Quality is excellent by any standard.
So, we need to understand why healthcare is so expensive to the consumer. Above I cited one reason. You and I, who have the ability to pay for care, are subsidizing those who do not.
Another reason is anecdotal, but I believe it is common and would bear out under empirical scrutiny. About 5 years ago, I asked Tina’s OB/Gyn what her malpractice insurance premiums were on an annual basis. She paused briefly and matter-of-factly answered, “About $500,000.” I was stunned. She was telling me that before she paid a penny for medical office rent, utilities, continuing education, medical supplies, office staff, licensing fees, student loans, groceries, mortgage, car, insurances, her OWN healthcare, she had to earn HALF A MILLION DOLLARS. That is a LOT of pap smears!
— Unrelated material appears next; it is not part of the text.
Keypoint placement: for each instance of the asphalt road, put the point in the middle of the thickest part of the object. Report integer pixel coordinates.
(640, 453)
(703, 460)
If she is just one physician, imagine what the insurance costs are to “big pharma” or to hospitals themselves, or to medical device manufacturers, or to anyone else involved in your and my medical care!I don’t know much, but that could be a major factor in the cost of medicine in America.
John Edwards would probably have us look at greedy insurance companies, fat-cat hospital administrators, or doctors who drive BMWs. Small potatoes, if we did the math, I’ll bet. But then, John Edwards and his ilk make fortunes off of the “high cost of healthcare” in America.
If REFORM is a good thing today, then it will still be a good thing when we've had the chance to talk through it and come up with a well-reasoned solution to the problem.